Action Water Sports, a dealer for Cobalt, MasterCraft and JC Pontoon, held the contest to generate publicity for the business and to show how boating gets family members together, Brouwer says.
DeVries is a lifetime boater and has enjoyed sailing and powerboating. "I have always liked sailing," he says. "I have had a few sailboats, just daysailers. I grew up on the water with my parents, water skiing and fishing."
Before he went into the Army, DeVries nearly restored a 12-foot wooden Switzer Craft racing boat with a 30-hp Mercury. "When I came home, the boat had dry-rotted from the inside out, so it wound up on a bonfire," he says. "That baby would fly."

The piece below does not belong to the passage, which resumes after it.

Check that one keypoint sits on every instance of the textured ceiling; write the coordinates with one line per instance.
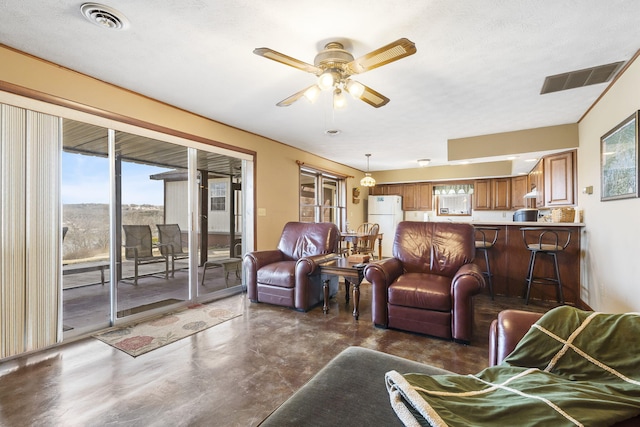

The Sea Ray flies faster - about 43 mph, according to its proud owner. "It runs beautifully," DeVries says. "The compression is right up there. The power curve is excellent. I have towed people tubing and wakeboarding, and you can't even tell they're back there. Lately, I've been taking it out probably three or four times a week. I've gotten a lot of compliments on just the look of the boat. I'm real happy."
He'll be even happier when all three sons are home safe. He looks forward to taking them for a boat ride. "Yeah, I'm really looking forward to all of this being done so we can be a family again," he says, "all together again."